This repository contains the most relevant quantizations of Stability AI's
[StableLM-3B-4E1T](https://huggingface.co/stabilityai/stablelm-3b-4e1t) model
in GGUF format - ready to be used with
[llama.cpp](https://github.com/ggerganov/llama.cpp) and similar applications.

## About StableLM-3B-4E1T ##

Stability AI claims: "_StableLM-3B-4E1T achieves
state-of-the-art performance (September 2023) at the 3B parameter scale
for open-source models and is competitive with many of the popular
contemporary 7B models, even outperforming our most recent 7B
StableLM-Base-Alpha-v2._"

According to them "_The model is intended to be used as a foundational base 
model for application-specific fine-tuning.

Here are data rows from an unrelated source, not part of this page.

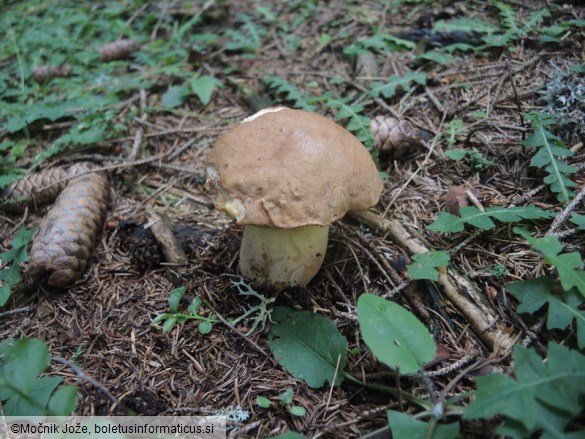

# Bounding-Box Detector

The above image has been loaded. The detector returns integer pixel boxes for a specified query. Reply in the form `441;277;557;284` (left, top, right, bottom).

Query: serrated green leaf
417;50;454;66
571;213;585;230
163;314;179;332
522;112;577;202
506;277;585;348
463;343;585;431
433;17;498;33
160;85;188;108
357;293;437;374
387;410;459;439
168;287;187;313
514;227;585;296
278;389;294;405
427;205;554;233
268;310;347;388
406;251;450;281
191;75;222;105
197;322;213;335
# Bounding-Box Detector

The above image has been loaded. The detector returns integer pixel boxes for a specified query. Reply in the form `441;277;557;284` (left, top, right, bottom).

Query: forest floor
0;0;585;438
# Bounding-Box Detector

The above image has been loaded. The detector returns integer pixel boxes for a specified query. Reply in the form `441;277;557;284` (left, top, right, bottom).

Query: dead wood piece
28;173;110;289
97;39;140;61
0;162;95;213
350;211;517;354
146;212;187;266
32;64;73;82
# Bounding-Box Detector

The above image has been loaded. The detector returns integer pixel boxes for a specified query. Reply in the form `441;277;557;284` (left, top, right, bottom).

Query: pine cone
32;64;72;82
28;173;110;289
370;116;421;161
445;186;483;216
97;39;140;61
0;162;95;213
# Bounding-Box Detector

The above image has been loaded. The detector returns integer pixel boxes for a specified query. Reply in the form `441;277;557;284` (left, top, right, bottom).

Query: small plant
406;251;450;281
231;278;276;335
0;338;77;416
467;150;495;172
489;264;510;279
256;389;307;417
0;227;36;307
266;75;317;111
152;287;219;334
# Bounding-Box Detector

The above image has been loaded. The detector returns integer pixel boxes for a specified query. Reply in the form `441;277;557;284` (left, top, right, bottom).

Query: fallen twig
350;211;517;353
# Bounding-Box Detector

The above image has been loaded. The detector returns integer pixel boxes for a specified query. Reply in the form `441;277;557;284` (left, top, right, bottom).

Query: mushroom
206;107;382;290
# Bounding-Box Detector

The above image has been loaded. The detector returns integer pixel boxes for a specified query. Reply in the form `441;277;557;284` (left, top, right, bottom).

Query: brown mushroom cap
207;107;382;228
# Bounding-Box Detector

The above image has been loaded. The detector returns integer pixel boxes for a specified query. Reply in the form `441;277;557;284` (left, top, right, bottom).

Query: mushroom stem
239;225;329;290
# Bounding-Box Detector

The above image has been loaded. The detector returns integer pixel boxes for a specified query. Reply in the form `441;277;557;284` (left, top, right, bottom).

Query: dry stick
51;357;127;410
0;306;33;317
382;112;447;218
546;186;585;235
350;211;517;352
213;310;278;366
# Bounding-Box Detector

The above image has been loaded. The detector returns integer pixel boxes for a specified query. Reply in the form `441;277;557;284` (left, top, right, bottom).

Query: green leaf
522;112;577;202
406;251;450;281
268;308;347;388
161;85;187;108
163;314;179;332
571;213;585;230
427;206;554;233
266;75;317;111
197;322;213;335
48;386;78;416
506;277;585;348
191;75;222;105
463;343;585;437
278;389;294;405
0;338;49;389
514;227;585;296
256;396;272;409
387;410;459;439
0;376;62;416
417;50;455;66
433;18;498;33
357;293;436;374
169;287;187;313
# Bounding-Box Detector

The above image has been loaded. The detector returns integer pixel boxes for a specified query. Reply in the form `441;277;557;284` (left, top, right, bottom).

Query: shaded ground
0;1;585;438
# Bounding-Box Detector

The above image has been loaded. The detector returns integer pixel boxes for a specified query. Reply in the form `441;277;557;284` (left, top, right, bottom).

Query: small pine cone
97;39;140;61
370;116;421;161
28;173;110;289
32;64;72;82
445;186;483;216
0;162;95;213
118;219;162;272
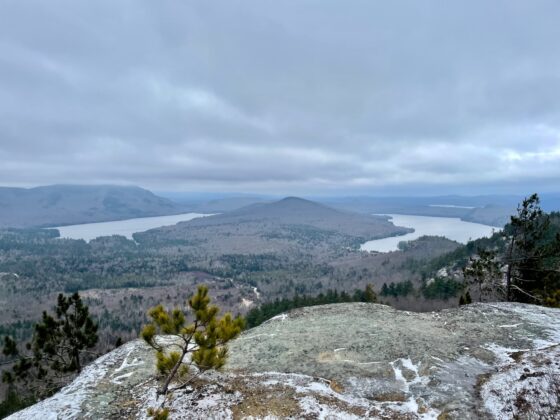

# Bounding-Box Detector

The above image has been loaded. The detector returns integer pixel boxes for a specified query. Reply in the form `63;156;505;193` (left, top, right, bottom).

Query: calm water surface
360;214;498;252
54;213;210;241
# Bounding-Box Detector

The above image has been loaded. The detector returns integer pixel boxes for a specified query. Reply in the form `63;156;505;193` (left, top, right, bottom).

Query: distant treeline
245;284;377;328
379;277;465;300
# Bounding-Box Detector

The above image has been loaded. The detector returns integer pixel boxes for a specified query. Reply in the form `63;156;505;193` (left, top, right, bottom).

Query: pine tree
141;286;244;395
463;249;503;302
364;284;377;303
2;293;98;398
504;194;560;303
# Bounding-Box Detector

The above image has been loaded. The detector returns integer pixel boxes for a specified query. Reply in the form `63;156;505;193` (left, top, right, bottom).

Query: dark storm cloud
0;0;560;192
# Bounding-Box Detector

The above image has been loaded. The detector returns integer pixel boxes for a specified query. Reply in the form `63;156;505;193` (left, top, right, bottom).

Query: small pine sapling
141;286;244;395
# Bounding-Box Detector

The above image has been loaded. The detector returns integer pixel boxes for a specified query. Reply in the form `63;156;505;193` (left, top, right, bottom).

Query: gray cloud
0;0;560;193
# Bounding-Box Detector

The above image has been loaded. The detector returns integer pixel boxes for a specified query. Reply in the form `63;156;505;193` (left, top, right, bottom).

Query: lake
53;213;210;241
360;214;499;252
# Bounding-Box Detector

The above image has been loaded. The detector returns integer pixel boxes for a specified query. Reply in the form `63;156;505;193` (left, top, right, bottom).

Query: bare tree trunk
158;346;188;395
506;235;515;302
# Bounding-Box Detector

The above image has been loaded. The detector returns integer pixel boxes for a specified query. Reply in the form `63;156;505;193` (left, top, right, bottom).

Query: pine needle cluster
141;286;244;395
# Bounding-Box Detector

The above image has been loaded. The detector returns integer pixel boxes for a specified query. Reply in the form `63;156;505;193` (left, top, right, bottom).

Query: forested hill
0;185;183;227
135;197;411;255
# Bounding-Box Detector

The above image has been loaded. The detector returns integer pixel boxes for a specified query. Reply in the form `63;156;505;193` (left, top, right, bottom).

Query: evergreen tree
2;293;98;398
463;249;502;302
364;284;377;303
504;194;560;304
141;286;244;395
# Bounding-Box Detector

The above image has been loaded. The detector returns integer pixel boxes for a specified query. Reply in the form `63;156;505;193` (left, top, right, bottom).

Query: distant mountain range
134;197;412;255
0;185;184;228
0;185;560;228
176;193;560;227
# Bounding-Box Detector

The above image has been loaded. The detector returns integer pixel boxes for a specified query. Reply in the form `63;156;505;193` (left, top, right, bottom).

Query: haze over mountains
0;185;183;227
0;185;560;228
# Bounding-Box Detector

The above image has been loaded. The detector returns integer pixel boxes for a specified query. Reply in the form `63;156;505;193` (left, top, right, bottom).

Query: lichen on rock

Developers must evaluate and 
fine-tune the model for safe performance in downstream applications._"

## Files ##

Right now, the following quantizations are available:

* [stablelm-3b-4e1t-Q3_K_M](https://huggingface.co/rozek/StableLM-3B-4E1T_GGUF/blob/main/stablelm-3b-4e1t-Q3_K_M.bin)
* [stablelm-3b-4e1t-Q4_K_M](https://huggingface.co/rozek/StableLM-3B-4E1T_GGUF/blob/main/stablelm-3b-4e1t-Q4_K_M.bin)
* [stablelm-3b-4e1t-Q5_K_M](https://huggingface.co/rozek/StableLM-3B-4E1T_GGUF/blob/main/stablelm-3b-4e1t-Q5_K_M.bin)
* [stablelm-3b-4e1t-Q6_K](https://huggingface.co/rozek/StableLM-3B-4E1T_GGUF/blob/main/stablelm-3b-4e1t-Q6_K.bin)
* [stablelm-3b-4e1t-Q8_K](https://huggingface.co/rozek/StableLM-3B-4E1T_GGUF/blob/main/stablelm-3b-4e1t-Q8_K.bin)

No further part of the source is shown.